Nouveau nom, nouveau départ ? Après une année horribilis en 2017, Renault Trucks Defense (RTD), qui va désormais s'appeler Arquus comme l'a révélé Les Echos, va-t-il avoir les ressorts pour rebondir après la perte du contrat du futur véhicule blindé multi-rôles léger (VBMR-L), qui doit succéder au VAB dans l'armée de Terre française ? Un échec qui s'explique par le coût trop élevé de sa proposition, voire la mise en vente de RTD par Volvo. "On n' a pas voulu mettre en danger économique l'entreprise", explique-t-on au sein du groupe. En tout cas, la perte de ce contrat a fait clairement perdre de l'attractivité à RTD. Le belge CMI, qui était sur les rangs pour racheter Renault Trucks Defense, ne serait  plus aussi sûr aujourd'hui de casser sa tirelire pour reprendre RTD si d'aventure Volvo le remettait en vente.

Au sein de l'armée de Terre, l'inquiétude est d'ailleurs bien présente. "Les voyants sont à l'orange, l'entreprise est toujours malade", explique une source connaissant bien RTD à La Tribune. Il est vrai que la gestion calamiteuse des livraisons des poids-lourds pour les forces spéciales (PLFS), qui devaient être remis en février 2017, ainsi que les problèmes de finition de certains programmes comme le PVP (petit véhicule protégé) ont refroidi les Terriens. "RTD donne des gages qu'il s'est transformé mais il faut qu'il recrute les bonnes personnes", poursuit-elle. En 2018, RTD a prévu de recruter 150 personnes pour développer ses compétences sur le long terme.

Un coup dur dans les années 2020

En dépit de la perte du programme VBMR-L, qui était considéré comme stratégique pour le fabricant du VAB, son PDG Emmanuel Levacher reste quant à lui confiant dans l'avenir de son groupe. Ainsi, RTD prévoit une croissance de son chiffre d'affaires, qui devrait passer de l'ordre de 550 millions d'euros en 2017 à plus de 700 millions à l'horizon de 2020 (entre 650 et 700 millions en 2019), selon nos informations. A l'évidence, la future loi de programmation militaire (LPM) de 2019-2025 et l'export vont compenser la perte de ce contrat... même si la croissance sera moindre sans cette commande.

"C'est la vie des entreprises, avait expliqué début mars le patron de RTD à l'Assemblée nationale.

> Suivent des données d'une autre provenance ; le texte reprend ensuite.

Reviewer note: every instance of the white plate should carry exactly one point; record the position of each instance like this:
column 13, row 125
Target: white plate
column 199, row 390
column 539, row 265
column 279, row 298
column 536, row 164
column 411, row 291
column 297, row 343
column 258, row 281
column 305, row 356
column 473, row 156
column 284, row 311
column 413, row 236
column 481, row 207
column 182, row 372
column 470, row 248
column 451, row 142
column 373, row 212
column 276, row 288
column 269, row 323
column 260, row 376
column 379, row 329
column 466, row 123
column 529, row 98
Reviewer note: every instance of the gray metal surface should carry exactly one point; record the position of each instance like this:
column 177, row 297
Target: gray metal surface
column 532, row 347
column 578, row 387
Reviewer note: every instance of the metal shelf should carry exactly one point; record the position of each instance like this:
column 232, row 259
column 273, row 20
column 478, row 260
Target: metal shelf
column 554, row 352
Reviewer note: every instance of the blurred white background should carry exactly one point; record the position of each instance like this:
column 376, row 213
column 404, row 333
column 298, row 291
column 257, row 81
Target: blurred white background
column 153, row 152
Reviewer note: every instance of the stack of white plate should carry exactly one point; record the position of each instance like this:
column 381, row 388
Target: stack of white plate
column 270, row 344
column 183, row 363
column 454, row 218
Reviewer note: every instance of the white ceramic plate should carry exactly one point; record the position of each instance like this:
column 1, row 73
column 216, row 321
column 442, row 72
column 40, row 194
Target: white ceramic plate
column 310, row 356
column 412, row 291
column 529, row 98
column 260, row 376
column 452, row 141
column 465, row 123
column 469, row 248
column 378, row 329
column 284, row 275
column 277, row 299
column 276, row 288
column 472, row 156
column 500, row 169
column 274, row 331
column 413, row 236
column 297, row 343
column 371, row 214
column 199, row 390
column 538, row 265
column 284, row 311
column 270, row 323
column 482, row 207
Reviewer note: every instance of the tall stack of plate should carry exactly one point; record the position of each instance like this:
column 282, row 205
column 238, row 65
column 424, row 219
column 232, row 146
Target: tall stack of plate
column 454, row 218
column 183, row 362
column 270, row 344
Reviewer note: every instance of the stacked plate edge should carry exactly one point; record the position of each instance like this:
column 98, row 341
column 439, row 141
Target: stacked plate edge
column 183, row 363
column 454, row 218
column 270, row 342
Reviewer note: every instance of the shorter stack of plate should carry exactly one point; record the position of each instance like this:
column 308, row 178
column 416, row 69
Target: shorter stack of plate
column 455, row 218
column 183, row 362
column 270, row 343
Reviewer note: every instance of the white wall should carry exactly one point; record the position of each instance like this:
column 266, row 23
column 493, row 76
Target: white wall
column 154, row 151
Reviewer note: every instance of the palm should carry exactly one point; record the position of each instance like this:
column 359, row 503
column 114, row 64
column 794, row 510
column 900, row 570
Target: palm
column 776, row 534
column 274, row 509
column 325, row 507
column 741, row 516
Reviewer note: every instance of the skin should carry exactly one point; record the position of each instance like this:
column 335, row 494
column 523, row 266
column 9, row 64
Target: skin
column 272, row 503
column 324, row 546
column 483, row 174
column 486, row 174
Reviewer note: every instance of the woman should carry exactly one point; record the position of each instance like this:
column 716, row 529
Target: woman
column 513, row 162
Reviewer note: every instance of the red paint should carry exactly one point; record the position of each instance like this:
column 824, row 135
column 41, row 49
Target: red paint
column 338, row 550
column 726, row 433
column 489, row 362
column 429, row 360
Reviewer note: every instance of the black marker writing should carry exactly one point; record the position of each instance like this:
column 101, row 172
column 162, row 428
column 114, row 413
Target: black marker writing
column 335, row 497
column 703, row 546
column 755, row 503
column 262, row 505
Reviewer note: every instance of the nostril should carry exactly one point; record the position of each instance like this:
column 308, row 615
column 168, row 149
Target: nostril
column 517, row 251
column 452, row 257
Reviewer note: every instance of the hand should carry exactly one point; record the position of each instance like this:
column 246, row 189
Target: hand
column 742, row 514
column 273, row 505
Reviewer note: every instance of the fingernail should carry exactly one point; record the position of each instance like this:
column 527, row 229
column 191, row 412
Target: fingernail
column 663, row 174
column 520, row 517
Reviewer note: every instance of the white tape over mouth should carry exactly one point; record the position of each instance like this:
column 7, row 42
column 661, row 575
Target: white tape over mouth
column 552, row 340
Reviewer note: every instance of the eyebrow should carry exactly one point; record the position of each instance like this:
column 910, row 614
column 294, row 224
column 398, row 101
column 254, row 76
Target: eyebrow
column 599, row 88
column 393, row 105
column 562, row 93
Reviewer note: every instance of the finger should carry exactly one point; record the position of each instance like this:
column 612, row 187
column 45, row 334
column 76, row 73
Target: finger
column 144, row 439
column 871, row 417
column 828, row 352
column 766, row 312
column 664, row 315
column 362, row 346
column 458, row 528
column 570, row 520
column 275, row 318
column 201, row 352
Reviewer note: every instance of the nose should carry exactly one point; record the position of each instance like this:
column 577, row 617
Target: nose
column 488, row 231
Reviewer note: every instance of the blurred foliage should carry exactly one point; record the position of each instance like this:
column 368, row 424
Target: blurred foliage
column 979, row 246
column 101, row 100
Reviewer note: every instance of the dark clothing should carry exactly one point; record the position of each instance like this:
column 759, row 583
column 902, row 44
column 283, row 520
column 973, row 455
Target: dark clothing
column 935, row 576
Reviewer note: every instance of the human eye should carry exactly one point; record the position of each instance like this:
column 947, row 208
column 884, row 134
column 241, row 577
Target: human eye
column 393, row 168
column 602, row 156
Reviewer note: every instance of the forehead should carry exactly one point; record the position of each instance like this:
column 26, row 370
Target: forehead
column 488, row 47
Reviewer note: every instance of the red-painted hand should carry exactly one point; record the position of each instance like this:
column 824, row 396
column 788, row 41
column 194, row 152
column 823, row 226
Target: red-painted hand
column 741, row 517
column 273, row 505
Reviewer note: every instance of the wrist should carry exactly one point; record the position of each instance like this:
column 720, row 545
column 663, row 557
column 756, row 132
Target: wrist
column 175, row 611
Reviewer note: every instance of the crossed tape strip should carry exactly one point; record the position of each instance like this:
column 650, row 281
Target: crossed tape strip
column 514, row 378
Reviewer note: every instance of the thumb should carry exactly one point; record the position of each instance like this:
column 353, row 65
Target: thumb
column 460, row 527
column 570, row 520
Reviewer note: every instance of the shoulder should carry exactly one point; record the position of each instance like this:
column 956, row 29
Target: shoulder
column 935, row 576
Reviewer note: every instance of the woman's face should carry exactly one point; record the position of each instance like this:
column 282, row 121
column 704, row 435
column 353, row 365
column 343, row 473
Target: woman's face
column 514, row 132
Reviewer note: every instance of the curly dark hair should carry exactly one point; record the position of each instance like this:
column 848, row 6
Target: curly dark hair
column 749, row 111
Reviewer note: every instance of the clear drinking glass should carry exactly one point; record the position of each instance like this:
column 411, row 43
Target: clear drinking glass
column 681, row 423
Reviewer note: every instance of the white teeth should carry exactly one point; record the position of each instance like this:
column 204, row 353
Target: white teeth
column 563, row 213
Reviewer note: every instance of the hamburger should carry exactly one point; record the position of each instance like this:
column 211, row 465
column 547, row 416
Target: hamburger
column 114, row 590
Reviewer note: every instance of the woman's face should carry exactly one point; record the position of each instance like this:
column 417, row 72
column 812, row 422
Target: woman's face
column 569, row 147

On a perdu à la loyale. On n'était pas deux dans cet appel d'offres, il y avait cinq candidats. On n'était pas ravi de perdre. On a joué pour gagner".

RTD ne souffrira donc pas de ce grave échec. En tout cas dans un premier temps. C'est son rival Nexter qui a gagné l'appel d'offres portant sur le développement et la fabrication des véhicules blindés VBMR-L : 978 exemplaires à l'horizon 2030, dont 489 livrés d'ici à 2025, et 1.060 véhicules VLTP P segment haut, dont 200 livrés d'ici à 2025). "Pour dire les choses sincèrement, pendant deux, trois ans, cela n'a pas trop d'impact sur nous mais sur le moyen-long terme, c'est un manque à gagner en termes d'activité pour l'entreprise", avait expliqué début mars le patron de RTD à l'Assemblée nationale.

Ce n'est pas faux car la livraison du premier VBMR léger ne devrait intervenir qu'en 2021. Avant cette date, le programme sera effectivement en phase de développement. Au total, Nexter et son partenaire la PME Texelis devront livrer 489 VBMR-L entre 2021 et 2025 ainsi que 200 VLTP P segment haut. Soit 689 véhicules blindés. Puis, 489 véhicules blindés légers et 860 VLTP P supplémentaires entre 2026 et 2030. C'est donc entre 2021 et 2030 que RTD va perdre plusieurs centaines de millions de chiffre d'affaires et plusieurs dizaines millions d'Ebit.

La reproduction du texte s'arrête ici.